Assignment 4: Kafka Streams ECE 454

$30.00

Category: You will Instantly receive a download link for .zip solution file upon Payment || To Order Original Work Click Custom Order?

Description

5/5 - (1 vote)

Overview

• In this assignment, you will implement a simple real-time
stream processing application using the Kafka Streams API.

• A partial implementation of the application is provided in
the starter code tarball.

• Your goal is to complete the code so that it meets the
functional and non-functional requirements.

• ZooKeeper and Kafka are provided on manta.uwaterloo.ca
on the default ports (2181 and 9092, respectively).

• ZooKeeper is provided because it is needed by Kafka. Your
Java code should not interact with ZooKeeper directly.

Learning objectives
Upon successful completion of the assignment, you will know
how to:
• process incoming messages from a topic and output
messages to a topic using the Kafka Streams API

• use functional programming to manipulate streams
• use Kafka serializers and deserializers

Inputs and outputs
Your application will receive two data streams as input, and
will produce a single data stream as output. The names of the
topics corresponding to these streams will be provided on the
command line.

Kafka Streams
application
(your code)
student-$USER
classroom-$USER
output-$USER

Note: The variable $USER denotes your Nexus user ID.

Inputs
• Your application will consume messages from two Kafka
topics containing information regarding students and
classrooms.

• The first topic provides info on students and their
whereabouts. Each message is a string key-value pair of the
following form:
Student_ID,Room_ID

• The second topic provides info on classrooms and their
capacity. Each message is a string key-value pair of the
following form:
Room_ID,max_capacity

Input examples: classroom topic
• In the following example, RoomA is assigned a maximum
capacity of 10, then RoomB is assigned a maximum capacity
of 10, and finally the maximum capacity of RoomB is
increased from 10 to 15.

• Sequence of messages written to classroom topic:
RoomA,10
RoomB,10
RoomB,15

Input examples: student topic
• In the following example, Student100 enters RoomB, then
Student200 enters RoomB, and finally Student100 moves
from RoomB to RoomA.

• Sequence of key-value messages written to student topic:
Student100,RoomB
Student200,RoomB
Student100,RoomA

Output
• The goal of the application is to output (i.e., commit to the
output topic) rooms for which the current occupancy
exceeds the maximum capacity, along with some additional
information. For each such room, the application should
output a string key-value pair of the following form:
Room_ID,current_occupancy

• If the occupancy of a room is decreased subsequently to a
value less than or equal the capacity, or if the capacity is
increased to a value greater than or equal the occupancy, the
application should output a string key-value pair of the
following form:
Room_ID,OK

Example of inputs and output
student topic classroom topic output topic
RoomA,2
RoomB,2
Student100,RoomA
Student200,RoomA
Student300,RoomA
RoomA,3
Student400,RoomA
RoomA,4
Student100,RoomB
RoomA,3
Student200,RoomB
RoomA,OK
Student300,RoomB
RoomB,3

Notes
1. The correct output depends not only on the messages supplied
in the input streams, but also on the order in which student and
classroom messages are processed.

2. If a student enters a room for which there is no room data, then
assume that the room’s max capacity is unbounded.

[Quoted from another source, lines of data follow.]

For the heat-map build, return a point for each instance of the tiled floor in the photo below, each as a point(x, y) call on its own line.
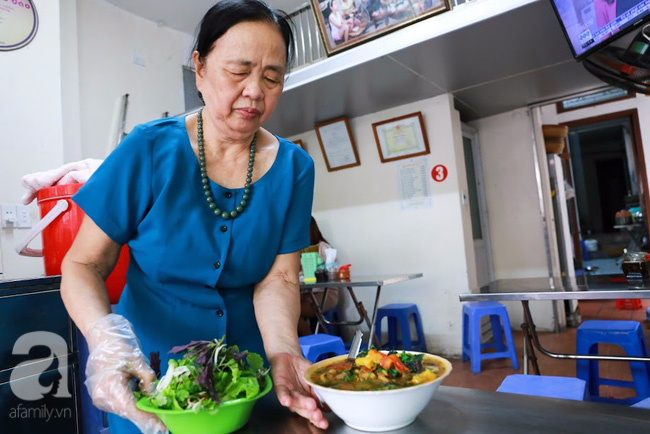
point(494, 371)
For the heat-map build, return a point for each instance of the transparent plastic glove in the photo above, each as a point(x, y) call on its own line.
point(115, 360)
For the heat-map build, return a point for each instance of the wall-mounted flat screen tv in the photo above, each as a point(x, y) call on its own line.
point(591, 24)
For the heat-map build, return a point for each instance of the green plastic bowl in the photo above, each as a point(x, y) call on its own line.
point(228, 417)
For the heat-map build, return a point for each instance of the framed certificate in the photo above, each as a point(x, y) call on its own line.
point(401, 137)
point(336, 142)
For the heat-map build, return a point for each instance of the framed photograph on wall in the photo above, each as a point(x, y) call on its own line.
point(336, 142)
point(401, 137)
point(345, 23)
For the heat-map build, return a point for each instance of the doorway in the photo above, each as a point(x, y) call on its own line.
point(478, 207)
point(606, 171)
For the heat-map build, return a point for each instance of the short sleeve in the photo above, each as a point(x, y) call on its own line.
point(118, 195)
point(295, 234)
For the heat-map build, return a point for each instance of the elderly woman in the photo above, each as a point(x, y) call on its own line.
point(215, 210)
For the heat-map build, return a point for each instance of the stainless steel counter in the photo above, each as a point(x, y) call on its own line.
point(597, 287)
point(600, 287)
point(457, 410)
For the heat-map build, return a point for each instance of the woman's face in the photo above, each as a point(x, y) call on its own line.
point(242, 77)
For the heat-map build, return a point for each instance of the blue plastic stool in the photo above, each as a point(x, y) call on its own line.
point(629, 336)
point(401, 314)
point(642, 404)
point(316, 347)
point(546, 386)
point(472, 314)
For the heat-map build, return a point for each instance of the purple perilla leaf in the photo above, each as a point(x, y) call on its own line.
point(191, 346)
point(206, 379)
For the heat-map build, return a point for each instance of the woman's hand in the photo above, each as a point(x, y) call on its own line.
point(292, 390)
point(115, 360)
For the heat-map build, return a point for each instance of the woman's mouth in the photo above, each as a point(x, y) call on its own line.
point(248, 113)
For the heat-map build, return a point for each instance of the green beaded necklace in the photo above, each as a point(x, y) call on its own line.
point(206, 181)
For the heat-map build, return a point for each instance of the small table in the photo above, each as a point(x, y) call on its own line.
point(458, 410)
point(636, 232)
point(374, 280)
point(595, 287)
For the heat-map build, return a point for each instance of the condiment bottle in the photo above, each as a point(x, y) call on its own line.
point(344, 272)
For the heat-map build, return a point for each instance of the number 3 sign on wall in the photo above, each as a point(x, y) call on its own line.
point(439, 173)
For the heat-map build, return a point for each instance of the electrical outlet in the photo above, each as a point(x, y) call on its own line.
point(23, 217)
point(9, 217)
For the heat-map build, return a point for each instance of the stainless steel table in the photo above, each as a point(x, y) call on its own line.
point(376, 281)
point(457, 410)
point(597, 287)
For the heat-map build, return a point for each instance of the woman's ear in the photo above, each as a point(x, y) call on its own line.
point(198, 68)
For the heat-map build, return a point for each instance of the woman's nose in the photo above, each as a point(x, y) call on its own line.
point(253, 88)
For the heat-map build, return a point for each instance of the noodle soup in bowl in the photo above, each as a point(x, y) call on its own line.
point(377, 393)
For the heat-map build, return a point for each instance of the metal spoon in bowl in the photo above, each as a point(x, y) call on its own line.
point(355, 345)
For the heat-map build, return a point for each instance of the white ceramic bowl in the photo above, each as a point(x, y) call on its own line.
point(381, 410)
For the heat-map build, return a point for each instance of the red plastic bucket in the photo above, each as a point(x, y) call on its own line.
point(59, 234)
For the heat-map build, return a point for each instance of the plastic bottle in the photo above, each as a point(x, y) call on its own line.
point(344, 272)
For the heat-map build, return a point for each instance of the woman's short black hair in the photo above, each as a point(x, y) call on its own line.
point(227, 13)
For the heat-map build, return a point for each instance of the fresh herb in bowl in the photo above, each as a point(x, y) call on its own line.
point(208, 375)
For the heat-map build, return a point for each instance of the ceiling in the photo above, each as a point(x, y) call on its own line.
point(168, 12)
point(500, 62)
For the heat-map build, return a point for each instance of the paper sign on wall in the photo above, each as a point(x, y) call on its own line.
point(414, 184)
point(18, 24)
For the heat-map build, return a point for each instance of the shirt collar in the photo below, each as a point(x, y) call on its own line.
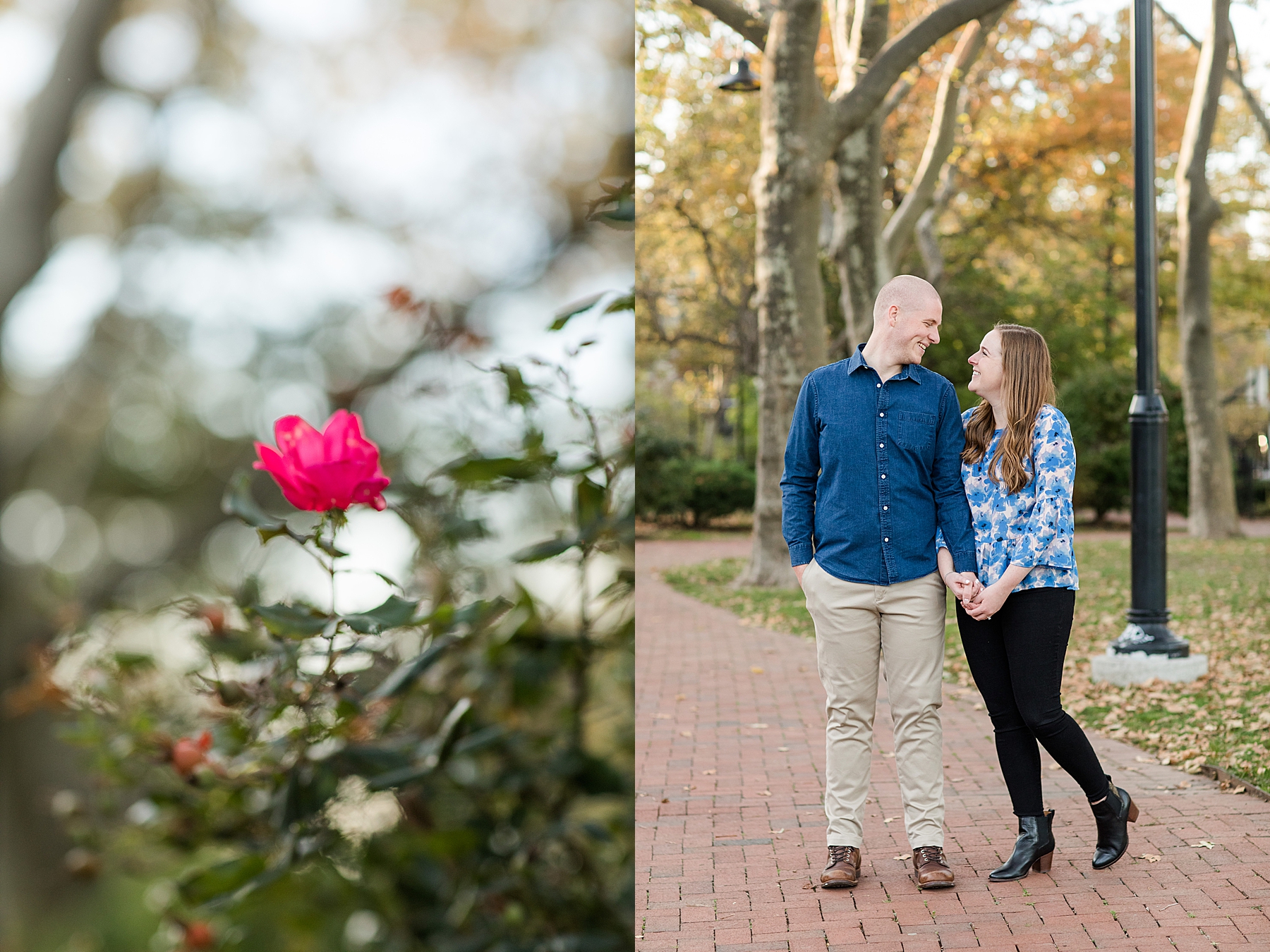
point(857, 361)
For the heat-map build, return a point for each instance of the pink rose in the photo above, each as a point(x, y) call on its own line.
point(328, 470)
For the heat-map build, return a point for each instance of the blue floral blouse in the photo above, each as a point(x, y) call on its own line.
point(1034, 526)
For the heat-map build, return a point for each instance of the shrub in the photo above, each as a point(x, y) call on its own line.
point(718, 488)
point(1096, 404)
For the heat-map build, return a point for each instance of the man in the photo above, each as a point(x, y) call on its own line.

3. The application should be configured so that each input
message is consumed and processed in around one second or
less.

For example, if the occupancy of a room increases beyond
the maximum capacity then the corresponding output record
should be committed to the output topic within around one
second.

When the grading script commits a message to one of
the input topics, it will wait up to five seconds for the
application to commit a message to the output topic.

Packaging and submission
• All your Java classes must be in the default package.
• Please keep the code simple use a single Java file called
A4Application. A partial implementation and build script are
provided.

• Do not change the structure of the command line arguments of
the provided A4Application program.
• The classpath for this assignment comprises all the jar files
packaged with Kafka under kafka_2.11-2.3.0/libs.

• Use the provided package.sh script to create a tarball for
electronic submission, and upload it to the appropriate LEARN
dropbox before the deadline.

• The list of group members should be provided in a text file called
group.txt, as in earlier assignments.

Grading scheme
Evaluation structure:
Correctness of outputs: 100%
Penalties of up to 100% will apply in the following cases:
• the solution does not use Kafka Streams

• grading script cannot see the output because the application
takes too long (i.e., several seconds instead of roughly one
second) to produce the output after a state change

• solution cannot be compiled or throws an exception during
testing despite receiving valid input
• solution produces incorrect outputs
• solution is improperly packaged

Additional info and hints

Creating and resetting topics
• The two input topics and the output topic must be created
prior to running your application.

• You may also want to purge the messages in these topics
occasionally during testing.

• The starter code includes a script called reset_topics.sh that
performs both functions. It first deletes all three topics and
then (re)creates them.

Resetting your application
• Some stream processing applications use stateful operators,
like count. These operators maintain state in a fault-tolerant
manner using Kafka state stores.

• In addition, Kafka keeps track of which messages have been
consumed by your application.

• You may want to reset this internal state prior to each run,
which entails performing a local reset via the KafkaStreams
class, as well as a global reset via the kafka-streamsapplication-reset.sh utility provided in Kafka.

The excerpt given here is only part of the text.